Yes. An employee's actions of inquiring about business opportunities with an employer's customer while still employed can constitute a breach of the duty of loyalty, creating a genuine issue of material fact that must be decided by a jury. The court reasoned that while an employee has the right to prepare to enter into competition, the duty of loyalty prohibits them from soliciting the employer's customers for themselves. There is no precise line between permissible 'preparation' and prohibited 'solicitation'; it is a matter of degree and a question of fact for the jury.
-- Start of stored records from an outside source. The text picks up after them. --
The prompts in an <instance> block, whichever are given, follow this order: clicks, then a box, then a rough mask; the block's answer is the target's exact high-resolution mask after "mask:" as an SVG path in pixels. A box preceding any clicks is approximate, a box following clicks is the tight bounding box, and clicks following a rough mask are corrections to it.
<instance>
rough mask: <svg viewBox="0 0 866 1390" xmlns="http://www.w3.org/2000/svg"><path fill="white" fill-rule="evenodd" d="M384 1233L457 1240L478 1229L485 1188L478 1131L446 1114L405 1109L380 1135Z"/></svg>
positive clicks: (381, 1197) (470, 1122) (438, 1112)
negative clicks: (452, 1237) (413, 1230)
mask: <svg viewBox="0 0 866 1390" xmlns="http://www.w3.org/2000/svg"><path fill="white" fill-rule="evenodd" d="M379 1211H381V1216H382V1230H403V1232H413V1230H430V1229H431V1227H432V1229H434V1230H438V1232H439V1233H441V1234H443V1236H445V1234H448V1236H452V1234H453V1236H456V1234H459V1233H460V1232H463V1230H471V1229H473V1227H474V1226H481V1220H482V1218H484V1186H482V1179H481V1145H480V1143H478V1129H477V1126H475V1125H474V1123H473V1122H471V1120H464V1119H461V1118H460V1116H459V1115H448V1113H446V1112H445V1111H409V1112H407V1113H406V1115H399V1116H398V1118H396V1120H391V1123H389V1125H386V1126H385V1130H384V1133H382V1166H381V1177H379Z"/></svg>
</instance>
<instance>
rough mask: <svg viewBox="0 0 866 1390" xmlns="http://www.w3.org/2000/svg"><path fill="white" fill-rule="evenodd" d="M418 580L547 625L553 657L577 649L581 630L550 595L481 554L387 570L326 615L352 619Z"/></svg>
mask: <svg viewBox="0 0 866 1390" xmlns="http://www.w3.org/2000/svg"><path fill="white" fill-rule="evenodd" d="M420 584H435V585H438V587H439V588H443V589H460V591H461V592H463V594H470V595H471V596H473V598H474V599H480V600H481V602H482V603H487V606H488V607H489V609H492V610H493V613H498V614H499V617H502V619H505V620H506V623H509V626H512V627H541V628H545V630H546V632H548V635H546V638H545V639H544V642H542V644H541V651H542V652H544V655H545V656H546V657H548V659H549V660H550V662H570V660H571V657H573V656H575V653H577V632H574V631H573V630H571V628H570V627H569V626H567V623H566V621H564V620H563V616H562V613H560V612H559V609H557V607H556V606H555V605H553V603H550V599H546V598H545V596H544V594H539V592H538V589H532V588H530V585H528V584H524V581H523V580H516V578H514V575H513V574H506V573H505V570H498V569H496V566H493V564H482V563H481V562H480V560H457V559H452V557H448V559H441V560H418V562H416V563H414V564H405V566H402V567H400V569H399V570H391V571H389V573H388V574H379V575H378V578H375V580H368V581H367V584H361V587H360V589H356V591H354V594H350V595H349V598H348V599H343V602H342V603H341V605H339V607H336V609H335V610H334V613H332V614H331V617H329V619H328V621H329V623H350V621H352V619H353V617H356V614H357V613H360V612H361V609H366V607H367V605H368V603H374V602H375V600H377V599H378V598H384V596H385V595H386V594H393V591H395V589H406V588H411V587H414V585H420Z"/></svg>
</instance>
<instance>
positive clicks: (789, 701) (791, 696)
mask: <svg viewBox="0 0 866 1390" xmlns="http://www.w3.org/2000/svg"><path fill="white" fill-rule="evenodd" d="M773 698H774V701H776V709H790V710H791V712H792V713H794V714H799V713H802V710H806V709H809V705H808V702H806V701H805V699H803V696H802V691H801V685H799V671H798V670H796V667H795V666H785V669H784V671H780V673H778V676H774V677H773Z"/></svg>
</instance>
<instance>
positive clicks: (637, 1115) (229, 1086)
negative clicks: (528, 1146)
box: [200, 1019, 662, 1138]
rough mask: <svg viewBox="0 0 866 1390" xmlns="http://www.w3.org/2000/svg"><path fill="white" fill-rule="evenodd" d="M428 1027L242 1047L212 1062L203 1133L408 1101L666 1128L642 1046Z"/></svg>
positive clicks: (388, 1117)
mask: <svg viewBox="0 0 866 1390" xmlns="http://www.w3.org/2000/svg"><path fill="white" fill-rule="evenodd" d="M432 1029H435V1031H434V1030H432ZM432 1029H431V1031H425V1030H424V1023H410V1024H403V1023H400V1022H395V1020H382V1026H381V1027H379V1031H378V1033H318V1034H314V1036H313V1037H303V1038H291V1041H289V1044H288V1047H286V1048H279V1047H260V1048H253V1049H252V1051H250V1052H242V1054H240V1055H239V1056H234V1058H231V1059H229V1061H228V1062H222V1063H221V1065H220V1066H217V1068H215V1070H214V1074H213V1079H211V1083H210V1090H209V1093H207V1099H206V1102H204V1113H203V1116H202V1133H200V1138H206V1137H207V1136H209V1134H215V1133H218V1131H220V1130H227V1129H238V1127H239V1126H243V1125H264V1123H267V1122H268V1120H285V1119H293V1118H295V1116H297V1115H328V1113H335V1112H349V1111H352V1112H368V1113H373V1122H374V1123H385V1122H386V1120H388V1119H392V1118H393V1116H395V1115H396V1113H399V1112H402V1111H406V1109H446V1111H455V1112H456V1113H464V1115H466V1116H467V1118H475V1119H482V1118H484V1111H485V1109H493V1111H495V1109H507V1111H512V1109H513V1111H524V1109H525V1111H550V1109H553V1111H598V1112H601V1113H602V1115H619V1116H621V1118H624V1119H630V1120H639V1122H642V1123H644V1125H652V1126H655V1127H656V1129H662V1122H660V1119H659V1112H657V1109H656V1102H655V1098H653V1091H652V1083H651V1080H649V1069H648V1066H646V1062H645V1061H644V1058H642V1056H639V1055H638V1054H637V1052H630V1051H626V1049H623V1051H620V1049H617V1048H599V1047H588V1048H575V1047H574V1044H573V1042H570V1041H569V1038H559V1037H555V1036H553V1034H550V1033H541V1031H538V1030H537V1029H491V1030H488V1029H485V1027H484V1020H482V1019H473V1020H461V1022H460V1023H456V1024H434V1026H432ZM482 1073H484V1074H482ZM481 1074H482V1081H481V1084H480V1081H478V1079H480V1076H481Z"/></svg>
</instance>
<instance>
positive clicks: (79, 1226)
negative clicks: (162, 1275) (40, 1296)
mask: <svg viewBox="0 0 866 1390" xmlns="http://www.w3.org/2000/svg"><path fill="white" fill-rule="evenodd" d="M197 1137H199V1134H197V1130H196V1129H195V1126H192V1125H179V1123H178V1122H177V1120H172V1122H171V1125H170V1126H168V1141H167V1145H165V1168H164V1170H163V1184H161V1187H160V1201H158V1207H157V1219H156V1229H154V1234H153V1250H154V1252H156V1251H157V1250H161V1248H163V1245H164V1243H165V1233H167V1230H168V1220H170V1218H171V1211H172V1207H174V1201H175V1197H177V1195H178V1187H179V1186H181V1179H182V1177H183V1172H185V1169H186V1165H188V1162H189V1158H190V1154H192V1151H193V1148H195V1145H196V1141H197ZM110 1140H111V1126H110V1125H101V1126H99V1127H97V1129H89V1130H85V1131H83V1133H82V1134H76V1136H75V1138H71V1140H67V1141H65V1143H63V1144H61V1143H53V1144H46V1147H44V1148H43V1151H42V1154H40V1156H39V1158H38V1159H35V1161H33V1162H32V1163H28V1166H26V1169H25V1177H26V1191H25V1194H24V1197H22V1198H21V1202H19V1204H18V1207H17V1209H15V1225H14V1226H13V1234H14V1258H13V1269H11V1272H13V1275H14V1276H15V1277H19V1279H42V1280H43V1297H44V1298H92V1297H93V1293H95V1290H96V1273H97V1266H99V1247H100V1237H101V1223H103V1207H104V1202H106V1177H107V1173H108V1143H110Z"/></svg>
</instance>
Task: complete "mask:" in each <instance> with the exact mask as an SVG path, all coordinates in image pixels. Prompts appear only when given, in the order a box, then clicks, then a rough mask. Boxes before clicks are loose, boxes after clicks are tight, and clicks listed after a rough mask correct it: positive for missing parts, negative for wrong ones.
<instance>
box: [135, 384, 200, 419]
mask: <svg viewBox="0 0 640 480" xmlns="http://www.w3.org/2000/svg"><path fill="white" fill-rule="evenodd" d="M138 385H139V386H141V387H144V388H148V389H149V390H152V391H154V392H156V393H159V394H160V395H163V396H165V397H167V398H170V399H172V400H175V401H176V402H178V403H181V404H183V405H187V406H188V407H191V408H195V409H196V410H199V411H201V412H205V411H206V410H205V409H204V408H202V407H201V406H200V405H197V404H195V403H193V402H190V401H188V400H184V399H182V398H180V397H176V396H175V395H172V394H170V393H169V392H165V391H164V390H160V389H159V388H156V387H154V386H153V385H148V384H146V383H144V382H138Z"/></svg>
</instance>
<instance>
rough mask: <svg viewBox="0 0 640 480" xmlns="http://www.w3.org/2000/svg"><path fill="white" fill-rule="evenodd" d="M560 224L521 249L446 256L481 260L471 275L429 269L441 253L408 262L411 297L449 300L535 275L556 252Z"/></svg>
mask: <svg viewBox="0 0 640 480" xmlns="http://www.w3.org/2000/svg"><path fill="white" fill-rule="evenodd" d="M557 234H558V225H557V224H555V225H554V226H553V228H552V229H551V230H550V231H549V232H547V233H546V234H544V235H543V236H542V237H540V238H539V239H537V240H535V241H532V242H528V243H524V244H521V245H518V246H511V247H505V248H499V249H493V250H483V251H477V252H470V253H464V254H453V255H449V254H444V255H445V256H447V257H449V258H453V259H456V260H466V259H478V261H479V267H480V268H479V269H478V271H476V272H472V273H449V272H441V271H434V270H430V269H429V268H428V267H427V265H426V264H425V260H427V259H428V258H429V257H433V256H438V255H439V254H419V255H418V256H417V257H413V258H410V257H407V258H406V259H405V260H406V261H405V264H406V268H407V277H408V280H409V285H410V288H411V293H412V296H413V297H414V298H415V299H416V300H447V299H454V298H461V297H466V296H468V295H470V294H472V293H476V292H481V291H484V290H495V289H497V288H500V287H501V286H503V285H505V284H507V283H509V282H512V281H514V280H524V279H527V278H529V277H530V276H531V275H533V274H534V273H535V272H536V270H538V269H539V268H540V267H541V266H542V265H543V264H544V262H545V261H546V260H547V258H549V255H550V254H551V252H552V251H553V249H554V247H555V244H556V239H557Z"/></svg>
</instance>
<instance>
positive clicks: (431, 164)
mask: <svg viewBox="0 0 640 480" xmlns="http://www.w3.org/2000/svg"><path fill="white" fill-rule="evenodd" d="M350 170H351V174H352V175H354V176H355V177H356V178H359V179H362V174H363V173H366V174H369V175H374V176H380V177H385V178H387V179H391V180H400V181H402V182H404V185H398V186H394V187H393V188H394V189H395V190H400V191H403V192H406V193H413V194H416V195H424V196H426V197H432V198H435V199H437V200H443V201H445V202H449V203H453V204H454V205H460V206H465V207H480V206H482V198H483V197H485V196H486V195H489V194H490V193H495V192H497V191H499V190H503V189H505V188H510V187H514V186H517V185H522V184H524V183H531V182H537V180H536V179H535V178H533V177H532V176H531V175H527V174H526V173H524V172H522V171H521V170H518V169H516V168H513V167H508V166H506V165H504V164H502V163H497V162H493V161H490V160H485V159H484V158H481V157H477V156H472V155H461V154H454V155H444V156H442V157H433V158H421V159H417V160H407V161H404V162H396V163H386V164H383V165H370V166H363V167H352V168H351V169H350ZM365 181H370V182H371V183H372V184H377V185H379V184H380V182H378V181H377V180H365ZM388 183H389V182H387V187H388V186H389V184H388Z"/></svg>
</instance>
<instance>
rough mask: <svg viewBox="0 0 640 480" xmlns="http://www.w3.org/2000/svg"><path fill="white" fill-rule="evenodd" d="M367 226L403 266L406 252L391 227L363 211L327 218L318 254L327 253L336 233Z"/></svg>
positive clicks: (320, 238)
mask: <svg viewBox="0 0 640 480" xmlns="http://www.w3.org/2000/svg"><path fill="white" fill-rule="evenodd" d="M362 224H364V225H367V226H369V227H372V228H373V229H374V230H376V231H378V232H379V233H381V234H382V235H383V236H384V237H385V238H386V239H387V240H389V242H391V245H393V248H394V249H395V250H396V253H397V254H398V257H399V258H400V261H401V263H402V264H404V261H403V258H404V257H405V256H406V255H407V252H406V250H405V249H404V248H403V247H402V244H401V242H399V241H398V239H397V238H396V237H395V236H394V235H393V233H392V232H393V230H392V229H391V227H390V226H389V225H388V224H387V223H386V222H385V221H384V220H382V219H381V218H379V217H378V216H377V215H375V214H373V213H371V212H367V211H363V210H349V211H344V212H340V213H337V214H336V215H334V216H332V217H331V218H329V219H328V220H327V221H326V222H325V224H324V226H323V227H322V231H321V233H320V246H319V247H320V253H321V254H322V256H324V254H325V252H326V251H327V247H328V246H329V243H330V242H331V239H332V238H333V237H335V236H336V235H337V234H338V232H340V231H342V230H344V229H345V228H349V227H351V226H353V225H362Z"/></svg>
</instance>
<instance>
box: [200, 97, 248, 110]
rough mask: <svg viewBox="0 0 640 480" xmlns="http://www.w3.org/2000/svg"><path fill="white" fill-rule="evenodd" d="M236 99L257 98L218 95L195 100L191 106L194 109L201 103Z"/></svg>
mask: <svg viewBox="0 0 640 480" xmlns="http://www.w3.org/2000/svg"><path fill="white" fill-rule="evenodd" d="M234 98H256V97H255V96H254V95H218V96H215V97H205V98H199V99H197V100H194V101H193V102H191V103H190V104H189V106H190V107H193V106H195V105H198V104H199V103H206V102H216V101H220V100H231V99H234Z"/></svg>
Koering's admission that she 'inquired about possible opportunities' with RSI's major customer, Beverly, was sufficient to create a factual issue as to whether she crossed that line. It is irrelevant that RSI did not have existing contracts with the specific facilities, as Beverly was an RSI customer, and Koering's duty was to secure business for RSI, not for herself. Because a fact issue exists for the breach of loyalty claim, summary judgment is also inappropriate for the unfair competition claim, which is based on the same conduct. Similarly, factual issues exist as to whether the company manual Koering took constitutes a trade secret and whether its acquisition was improper, precluding summary judgment on the misappropriation claim.
Analysis:
This case clarifies the fact-intensive nature of an employee's duty of loyalty, particularly the distinction between permissible preparation and unlawful solicitation. It establishes that even indirect inquiries about future business with an employer's current customer can be sufficient to survive a summary judgment motion and create a triable issue for a jury. The decision serves as a caution to employees preparing to compete, highlighting that actions taken before resignation can lead to liability. For employers, it reinforces their ability to protect their client relationships from being usurped by departing employees, even without a formal non-compete agreement.